Nell’anno della tigre questi superbi felini versano in una situazione disastrosa, tanto che in 10 anni potrebbero sparire del tutto. La popolazione globale selvaggia è ridotta a circa 3.200 individui. Dal 1940 si sono già estinte tre sottospecie di tigre (una quarta, la tigre della Cina meridionale, non viene più avvistata da circa 25 anni) mentre dal 1998, l’ultimo anno della tigre, il loro habitat si è ridotto del 40%. In questo campo anche l’Italia ha gravi responsabilità, essendo uno dei maggiori importatori di prodotti derivati da fauna e flora selvatica di quella parte del mondo.

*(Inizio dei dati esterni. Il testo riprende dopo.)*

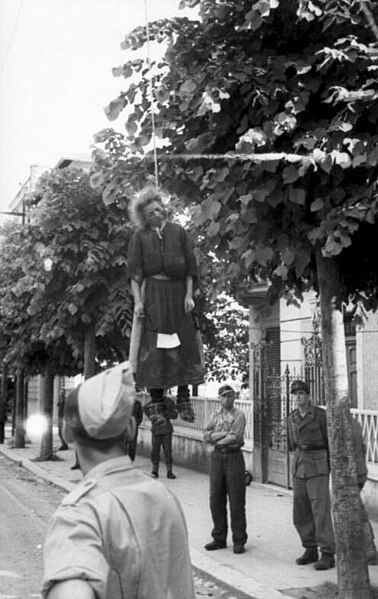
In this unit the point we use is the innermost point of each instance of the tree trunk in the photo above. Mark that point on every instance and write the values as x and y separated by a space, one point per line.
352 570
19 440
46 450
3 400
89 352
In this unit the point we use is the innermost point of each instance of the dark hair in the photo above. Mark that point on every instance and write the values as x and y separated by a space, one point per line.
225 390
145 197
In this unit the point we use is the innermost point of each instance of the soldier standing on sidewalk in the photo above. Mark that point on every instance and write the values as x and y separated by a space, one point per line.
161 414
307 428
225 434
119 533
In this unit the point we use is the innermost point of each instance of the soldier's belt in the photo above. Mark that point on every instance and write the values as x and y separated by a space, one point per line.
227 449
311 447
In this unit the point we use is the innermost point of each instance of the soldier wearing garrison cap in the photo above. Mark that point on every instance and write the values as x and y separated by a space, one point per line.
224 433
307 428
119 533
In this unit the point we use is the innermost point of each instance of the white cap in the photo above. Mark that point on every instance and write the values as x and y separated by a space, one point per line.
105 402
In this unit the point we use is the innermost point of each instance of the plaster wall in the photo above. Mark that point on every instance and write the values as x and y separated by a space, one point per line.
367 364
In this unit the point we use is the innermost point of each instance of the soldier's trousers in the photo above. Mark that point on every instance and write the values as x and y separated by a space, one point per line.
164 441
227 479
312 512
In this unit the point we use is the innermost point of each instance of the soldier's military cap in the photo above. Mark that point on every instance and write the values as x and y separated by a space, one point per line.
299 386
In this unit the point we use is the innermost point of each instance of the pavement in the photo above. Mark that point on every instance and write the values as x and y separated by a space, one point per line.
267 569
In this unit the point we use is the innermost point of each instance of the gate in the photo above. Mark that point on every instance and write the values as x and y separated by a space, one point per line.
273 402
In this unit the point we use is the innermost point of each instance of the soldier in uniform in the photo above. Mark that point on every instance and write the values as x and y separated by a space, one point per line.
119 533
224 433
307 428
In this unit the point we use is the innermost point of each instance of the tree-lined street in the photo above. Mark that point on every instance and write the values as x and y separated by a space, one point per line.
26 506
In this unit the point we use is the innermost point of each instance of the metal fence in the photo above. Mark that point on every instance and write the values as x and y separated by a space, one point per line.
204 406
369 422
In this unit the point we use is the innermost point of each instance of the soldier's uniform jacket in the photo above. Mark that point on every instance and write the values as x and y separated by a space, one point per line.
308 438
124 533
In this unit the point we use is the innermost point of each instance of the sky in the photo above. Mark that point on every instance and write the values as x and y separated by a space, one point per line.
56 60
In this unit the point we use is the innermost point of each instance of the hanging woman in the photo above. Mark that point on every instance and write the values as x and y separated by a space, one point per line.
166 347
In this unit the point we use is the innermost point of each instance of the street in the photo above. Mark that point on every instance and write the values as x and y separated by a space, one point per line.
26 506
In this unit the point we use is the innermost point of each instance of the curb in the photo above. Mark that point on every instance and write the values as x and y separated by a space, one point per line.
219 573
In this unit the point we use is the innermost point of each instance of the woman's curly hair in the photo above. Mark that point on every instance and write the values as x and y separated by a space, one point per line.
145 197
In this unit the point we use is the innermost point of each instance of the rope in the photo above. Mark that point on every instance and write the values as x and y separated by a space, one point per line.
151 89
11 37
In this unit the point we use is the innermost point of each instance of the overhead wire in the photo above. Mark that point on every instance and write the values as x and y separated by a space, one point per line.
151 90
11 37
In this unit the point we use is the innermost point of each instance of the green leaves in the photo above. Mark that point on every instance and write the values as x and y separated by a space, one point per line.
295 80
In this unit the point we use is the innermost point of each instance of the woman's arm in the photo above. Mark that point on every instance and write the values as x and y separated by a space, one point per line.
139 306
67 589
188 301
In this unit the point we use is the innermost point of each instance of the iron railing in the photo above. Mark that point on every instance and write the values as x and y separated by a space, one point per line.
204 406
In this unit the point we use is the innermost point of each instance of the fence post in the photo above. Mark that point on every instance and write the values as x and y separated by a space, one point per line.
287 389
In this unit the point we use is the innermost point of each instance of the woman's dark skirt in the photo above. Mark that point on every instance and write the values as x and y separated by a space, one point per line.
164 313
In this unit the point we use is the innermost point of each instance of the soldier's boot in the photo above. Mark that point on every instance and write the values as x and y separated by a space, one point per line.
155 470
155 412
184 406
309 557
326 562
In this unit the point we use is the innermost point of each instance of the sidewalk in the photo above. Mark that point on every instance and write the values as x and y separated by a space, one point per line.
265 571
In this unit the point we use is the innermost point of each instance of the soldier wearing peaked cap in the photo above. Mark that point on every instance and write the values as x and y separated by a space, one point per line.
307 429
119 533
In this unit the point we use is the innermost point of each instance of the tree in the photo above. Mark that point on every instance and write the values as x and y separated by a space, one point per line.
64 299
269 116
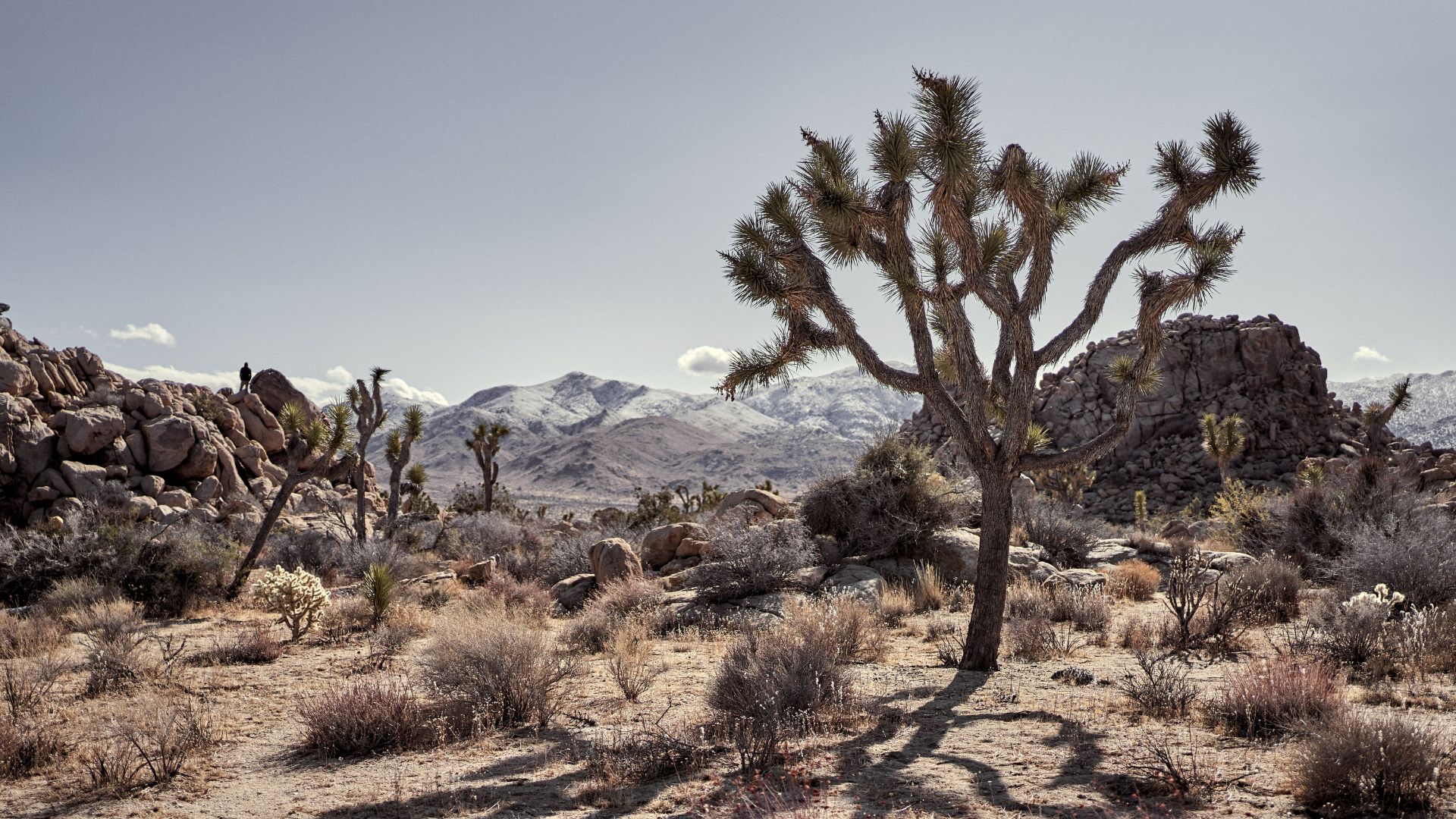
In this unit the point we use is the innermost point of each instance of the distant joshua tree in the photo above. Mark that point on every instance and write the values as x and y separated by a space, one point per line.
485 444
369 416
1376 416
941 219
398 445
1223 441
310 447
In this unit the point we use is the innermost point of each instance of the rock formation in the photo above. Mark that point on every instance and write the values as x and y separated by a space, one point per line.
72 428
1257 369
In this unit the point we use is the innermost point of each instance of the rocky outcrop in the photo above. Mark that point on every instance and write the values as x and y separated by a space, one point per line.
72 428
1257 369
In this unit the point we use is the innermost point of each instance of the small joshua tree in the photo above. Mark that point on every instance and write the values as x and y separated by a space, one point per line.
1223 441
940 218
369 416
296 596
397 452
310 447
485 444
1378 416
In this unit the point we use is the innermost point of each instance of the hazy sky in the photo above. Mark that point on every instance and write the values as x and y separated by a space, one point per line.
487 193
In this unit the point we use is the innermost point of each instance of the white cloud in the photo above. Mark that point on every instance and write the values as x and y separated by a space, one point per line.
164 372
1369 354
398 387
153 333
705 360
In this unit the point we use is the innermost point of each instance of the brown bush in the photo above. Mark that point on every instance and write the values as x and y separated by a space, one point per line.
1159 686
774 684
1382 761
22 637
1272 698
1133 580
248 648
500 670
1269 588
364 717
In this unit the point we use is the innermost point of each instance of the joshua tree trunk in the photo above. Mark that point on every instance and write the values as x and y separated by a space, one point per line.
992 567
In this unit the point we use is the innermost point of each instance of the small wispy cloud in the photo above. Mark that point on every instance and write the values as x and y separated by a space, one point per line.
705 360
153 333
1370 354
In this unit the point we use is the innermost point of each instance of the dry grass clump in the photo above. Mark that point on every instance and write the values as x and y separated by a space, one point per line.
1133 580
848 623
248 648
500 670
1269 588
27 635
1360 763
629 659
149 742
364 716
609 611
1159 686
775 684
1272 698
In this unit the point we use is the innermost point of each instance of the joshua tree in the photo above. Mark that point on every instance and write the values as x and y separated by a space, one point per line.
309 450
485 444
414 484
369 416
943 219
1378 416
1223 441
397 452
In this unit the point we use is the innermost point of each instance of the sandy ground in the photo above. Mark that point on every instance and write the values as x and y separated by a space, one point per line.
932 741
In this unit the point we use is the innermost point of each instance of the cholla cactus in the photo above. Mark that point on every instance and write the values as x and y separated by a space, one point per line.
1373 604
296 596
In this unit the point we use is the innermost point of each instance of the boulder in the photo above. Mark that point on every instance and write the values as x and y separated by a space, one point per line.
573 592
83 479
92 428
613 560
277 391
660 545
169 442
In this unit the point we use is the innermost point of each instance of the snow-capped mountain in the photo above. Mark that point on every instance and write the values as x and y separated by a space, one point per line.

Delle nove sub-specie originarie di tigre, ne resistono oggi solo sei (Sumatra, Bengala, Amur, dell’Indocina, della Cina meridionale e della Malesia), minacciate soprattutto da bracconaggio, commercio illegale, frammentazione degli habitat e perdita delle prede. Le tigri vengono anche uccise per rappresaglia, quando entrano in conflitto con abitanti dei villaggi che vivono nel suo habitat. Le tigri sono fondamentali per gli ecosistemi, dunque va prima di tutto eliminato il bracconaggio e vanno conservati quegli ambienti forestali che ancora oggi sono soggetti ai processi di deforestazione. Sono dieci i punti critici per la sopravvivenza della tigre: l’India, dove la riduzione dell’habitat ha inasprito i conflitti tra persone e tigri che convivono in territori troppo ristretti; il Bangladesh, dove il cambiamento climatico potrà comportare entro fine secolo la perdita del 96% della foresta di mangrovie del Sunderbans, habitat della tigre; Russia e regione del Mekong per la deforestazione; Cina, Vietnam e Nepal per il commercio di ossa, pelli, carne di tigre e prodotti derivati per produrre medicinali e costumi tradizionali; Indonesia e Malesia, le cui industrie per la produzione di olio di palma, polpa di legno, carta, caffè e gomma stanno distruggendo a ritmi devastanti gli ambienti forestali ancora presenti. Ma anche gli Stati Uniti, che ospitano molte più tigri in cattività (più di 5.000) di quante ne siano rimaste in natura, con poche leggi per evitare che le parti di tigri finiscano sul mercato nero, incrementano la domanda di questi prodotti, e gli Stati europei, che hanno una domanda annuale di circa 5,8 milioni di tonnellate di olio di palma, una delle cause principali della deforestazione nell’area asiatica.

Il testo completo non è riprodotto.